In Vivo reports that others looking to suppress appetite without GI side effects are revisiting the cannabinoid system, targeting peripheral cannabinoid (CB1) receptors found in key metabolic organs including the liver, gut, muscle, and fat tissue. This approach may address another weakness of GLP-1s: loss of lean mass.

Other approaches focus on metabolism. Mitochondrial uncoupling is a natural process that turns fat and sugar into heat rather than into the energy-carrying ATP molecule. Also being studied is AMP-activated protein kinase (AMPK) activation, which boosts energy-producing pathways like carbohydrate and fat metabolism and blocks energy storage processes like lipogenesis. Yet other approaches focus on inflammation of the hypothalamus, the brain’s hormone control center, which underpins obesity because of a dysregulated appetite and adipose metabolism.

DCTs making a comeback?

Following their peak during the coronavirus pandemic, decentralized clinical trials (DCTs) seemed to have dropped off the radar for the most part in 2024. With the rise in AI, however, there appears to be a renewed interest in DCTs. Continued efforts to promote diversity and patient-centricity in clinical trials, as mentioned above, favor a decentralized approach.

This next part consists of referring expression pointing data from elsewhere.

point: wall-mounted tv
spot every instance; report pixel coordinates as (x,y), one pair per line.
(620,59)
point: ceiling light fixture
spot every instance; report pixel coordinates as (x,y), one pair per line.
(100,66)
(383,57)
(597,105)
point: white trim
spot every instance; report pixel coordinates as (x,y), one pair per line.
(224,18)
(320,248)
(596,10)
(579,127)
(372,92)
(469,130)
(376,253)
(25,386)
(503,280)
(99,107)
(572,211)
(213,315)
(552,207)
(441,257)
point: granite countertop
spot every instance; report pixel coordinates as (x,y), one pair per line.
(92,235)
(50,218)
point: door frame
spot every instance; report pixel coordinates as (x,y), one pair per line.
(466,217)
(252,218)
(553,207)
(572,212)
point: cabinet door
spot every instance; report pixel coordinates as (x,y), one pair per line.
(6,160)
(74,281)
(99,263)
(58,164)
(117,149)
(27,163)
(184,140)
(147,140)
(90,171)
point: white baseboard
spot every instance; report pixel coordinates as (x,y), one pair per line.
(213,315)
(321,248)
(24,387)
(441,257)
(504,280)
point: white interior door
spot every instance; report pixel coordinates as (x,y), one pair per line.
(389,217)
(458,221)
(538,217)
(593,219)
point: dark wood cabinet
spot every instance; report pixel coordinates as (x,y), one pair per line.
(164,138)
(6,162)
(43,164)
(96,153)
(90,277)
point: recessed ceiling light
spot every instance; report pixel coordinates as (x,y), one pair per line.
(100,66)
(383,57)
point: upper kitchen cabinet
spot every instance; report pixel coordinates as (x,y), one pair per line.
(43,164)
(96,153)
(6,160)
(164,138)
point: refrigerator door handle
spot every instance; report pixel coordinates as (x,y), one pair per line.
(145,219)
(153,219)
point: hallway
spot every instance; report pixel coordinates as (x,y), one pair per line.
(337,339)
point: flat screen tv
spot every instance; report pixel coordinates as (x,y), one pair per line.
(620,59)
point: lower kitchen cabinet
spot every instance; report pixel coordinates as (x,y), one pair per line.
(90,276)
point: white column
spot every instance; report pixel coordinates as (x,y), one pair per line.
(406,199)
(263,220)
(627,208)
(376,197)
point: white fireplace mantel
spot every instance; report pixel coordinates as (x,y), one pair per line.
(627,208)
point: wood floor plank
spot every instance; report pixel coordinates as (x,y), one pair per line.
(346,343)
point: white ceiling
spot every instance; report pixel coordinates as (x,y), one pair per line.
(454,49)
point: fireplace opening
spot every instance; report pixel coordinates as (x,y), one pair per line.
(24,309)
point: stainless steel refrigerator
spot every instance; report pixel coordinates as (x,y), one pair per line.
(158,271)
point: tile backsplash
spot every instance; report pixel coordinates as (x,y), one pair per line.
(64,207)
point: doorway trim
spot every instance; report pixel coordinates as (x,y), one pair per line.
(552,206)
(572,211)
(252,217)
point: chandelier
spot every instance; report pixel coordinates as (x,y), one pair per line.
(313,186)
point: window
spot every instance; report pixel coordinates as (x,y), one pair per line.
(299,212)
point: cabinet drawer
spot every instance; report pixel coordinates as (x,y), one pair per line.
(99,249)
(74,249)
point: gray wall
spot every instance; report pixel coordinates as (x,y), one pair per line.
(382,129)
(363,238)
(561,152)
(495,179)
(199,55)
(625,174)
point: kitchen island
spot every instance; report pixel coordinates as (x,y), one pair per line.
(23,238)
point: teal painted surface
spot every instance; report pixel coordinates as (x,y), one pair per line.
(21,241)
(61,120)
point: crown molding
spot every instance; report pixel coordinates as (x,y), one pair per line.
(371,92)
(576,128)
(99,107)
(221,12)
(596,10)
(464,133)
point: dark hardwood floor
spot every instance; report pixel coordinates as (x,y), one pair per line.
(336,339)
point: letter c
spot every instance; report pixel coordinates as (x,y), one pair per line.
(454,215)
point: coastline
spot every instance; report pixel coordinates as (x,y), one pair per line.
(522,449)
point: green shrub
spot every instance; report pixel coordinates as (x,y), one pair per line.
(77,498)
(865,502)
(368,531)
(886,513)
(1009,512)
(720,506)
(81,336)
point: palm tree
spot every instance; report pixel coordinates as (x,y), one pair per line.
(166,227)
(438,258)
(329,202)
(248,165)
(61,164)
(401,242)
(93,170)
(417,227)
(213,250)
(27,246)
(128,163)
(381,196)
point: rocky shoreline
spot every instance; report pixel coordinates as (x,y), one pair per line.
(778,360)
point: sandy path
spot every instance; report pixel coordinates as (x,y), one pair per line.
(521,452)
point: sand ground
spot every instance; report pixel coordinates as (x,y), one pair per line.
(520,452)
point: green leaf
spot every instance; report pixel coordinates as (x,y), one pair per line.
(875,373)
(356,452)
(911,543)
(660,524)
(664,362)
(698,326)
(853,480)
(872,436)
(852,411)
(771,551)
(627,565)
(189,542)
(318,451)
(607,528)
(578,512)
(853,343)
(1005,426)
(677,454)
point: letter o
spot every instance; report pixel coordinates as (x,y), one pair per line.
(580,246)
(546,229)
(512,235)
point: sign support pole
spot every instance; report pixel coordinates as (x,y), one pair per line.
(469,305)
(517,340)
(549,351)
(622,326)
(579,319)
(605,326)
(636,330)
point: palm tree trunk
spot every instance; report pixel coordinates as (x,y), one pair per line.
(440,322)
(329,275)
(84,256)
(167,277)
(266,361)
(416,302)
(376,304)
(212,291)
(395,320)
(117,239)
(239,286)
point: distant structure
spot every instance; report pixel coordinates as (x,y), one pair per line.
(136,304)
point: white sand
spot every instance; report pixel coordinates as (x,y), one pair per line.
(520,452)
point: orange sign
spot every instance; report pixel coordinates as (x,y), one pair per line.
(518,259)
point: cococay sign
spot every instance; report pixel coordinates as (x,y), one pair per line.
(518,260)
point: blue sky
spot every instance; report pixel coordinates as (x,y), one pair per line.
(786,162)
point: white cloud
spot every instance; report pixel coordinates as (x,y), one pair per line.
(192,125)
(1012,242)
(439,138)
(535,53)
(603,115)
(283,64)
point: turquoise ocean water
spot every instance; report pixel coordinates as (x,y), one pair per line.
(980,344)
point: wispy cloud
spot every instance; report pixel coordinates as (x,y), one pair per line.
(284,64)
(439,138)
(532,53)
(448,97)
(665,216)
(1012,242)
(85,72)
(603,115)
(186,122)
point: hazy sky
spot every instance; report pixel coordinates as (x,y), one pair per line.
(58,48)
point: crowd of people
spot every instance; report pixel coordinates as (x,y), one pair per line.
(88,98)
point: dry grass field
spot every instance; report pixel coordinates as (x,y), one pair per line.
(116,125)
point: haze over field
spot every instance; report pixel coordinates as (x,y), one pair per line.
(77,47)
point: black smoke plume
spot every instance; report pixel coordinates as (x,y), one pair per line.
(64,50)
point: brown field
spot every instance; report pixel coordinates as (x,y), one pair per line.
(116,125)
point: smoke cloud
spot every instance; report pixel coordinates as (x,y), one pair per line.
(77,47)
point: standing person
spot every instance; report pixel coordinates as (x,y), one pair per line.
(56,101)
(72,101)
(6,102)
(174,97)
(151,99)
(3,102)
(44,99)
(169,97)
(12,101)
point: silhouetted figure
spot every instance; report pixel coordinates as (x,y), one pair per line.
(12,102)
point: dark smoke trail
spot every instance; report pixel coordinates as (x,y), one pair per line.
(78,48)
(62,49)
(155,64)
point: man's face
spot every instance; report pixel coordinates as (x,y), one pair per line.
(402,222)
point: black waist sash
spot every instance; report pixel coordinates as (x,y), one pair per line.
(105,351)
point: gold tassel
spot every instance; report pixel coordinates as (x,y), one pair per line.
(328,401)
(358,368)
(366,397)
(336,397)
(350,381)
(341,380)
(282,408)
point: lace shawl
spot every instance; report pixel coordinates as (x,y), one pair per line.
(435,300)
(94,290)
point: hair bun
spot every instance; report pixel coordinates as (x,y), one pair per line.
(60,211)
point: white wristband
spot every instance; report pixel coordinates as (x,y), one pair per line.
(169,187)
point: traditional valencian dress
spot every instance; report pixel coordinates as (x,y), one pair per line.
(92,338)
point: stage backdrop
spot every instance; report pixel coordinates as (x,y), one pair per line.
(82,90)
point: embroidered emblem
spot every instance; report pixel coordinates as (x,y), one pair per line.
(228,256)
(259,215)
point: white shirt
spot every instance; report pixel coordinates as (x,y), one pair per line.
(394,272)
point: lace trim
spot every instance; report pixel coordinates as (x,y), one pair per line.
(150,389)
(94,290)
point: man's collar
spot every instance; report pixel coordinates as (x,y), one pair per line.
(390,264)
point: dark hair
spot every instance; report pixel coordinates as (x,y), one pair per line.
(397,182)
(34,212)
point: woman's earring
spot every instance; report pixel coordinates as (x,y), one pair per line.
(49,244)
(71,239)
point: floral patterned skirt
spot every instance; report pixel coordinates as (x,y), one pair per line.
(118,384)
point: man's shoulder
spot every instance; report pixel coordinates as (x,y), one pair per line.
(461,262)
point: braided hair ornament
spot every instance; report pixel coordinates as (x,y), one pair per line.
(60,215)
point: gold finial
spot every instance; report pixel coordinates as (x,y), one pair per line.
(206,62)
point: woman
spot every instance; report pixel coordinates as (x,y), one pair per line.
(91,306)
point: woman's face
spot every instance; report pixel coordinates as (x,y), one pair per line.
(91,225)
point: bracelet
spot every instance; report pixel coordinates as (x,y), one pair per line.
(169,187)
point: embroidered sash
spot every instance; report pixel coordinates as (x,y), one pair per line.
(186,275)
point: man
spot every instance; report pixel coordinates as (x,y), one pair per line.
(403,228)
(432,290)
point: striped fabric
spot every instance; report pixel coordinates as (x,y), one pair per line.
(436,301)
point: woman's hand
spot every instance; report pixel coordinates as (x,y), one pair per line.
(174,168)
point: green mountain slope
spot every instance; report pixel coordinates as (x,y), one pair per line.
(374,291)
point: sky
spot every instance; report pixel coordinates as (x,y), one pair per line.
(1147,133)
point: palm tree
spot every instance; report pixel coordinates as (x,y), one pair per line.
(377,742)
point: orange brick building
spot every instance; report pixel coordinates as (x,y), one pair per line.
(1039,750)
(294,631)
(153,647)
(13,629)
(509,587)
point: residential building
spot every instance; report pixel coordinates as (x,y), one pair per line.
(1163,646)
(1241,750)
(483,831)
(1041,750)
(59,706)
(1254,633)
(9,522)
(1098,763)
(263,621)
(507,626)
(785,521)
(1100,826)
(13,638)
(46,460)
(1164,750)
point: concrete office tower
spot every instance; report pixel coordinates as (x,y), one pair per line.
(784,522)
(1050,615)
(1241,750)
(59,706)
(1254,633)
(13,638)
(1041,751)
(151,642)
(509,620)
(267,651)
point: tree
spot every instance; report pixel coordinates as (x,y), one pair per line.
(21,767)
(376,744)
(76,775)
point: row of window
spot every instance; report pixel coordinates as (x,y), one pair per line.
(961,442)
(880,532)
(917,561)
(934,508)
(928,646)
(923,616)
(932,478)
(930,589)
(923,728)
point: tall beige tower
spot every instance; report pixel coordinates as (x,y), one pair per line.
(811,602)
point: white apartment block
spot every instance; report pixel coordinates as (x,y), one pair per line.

In September, the FDA issued its final guidance on DCTs. One goal of the guidance is to reduce the burden on clinical trial participants, reflecting a focus on patient-centricity that is certain to remain an industry priority. In fact, the patient-centric approach extends beyond how clinical trials are conducted, such as DCTs, to actual recruitment of patients. Sponsors are looking beyond traditional approaches to take into account patient preferences for everything from trial information to community portals and promotional materials.

COVID’s silver lining??

A Northwestern Medicine study published in The Journal of Clinical Investigation has revealed a connection between COVID-19 infection and cancer regression. Scientists observed that the RNA from the SARS-CoV-2 virus — responsible for COVID-19 — triggered the development of a unique type of immune cell with anti-cancer properties. The discovery holds promise for new approaches to cancer treatment.

With 2024 in the rearview mirror, the pharma industry must be prepared for new twists and turns in the road ahead. Successful organizations will be prepared to shift gears as needed to accommodate the volatile pharmaceutical landscape.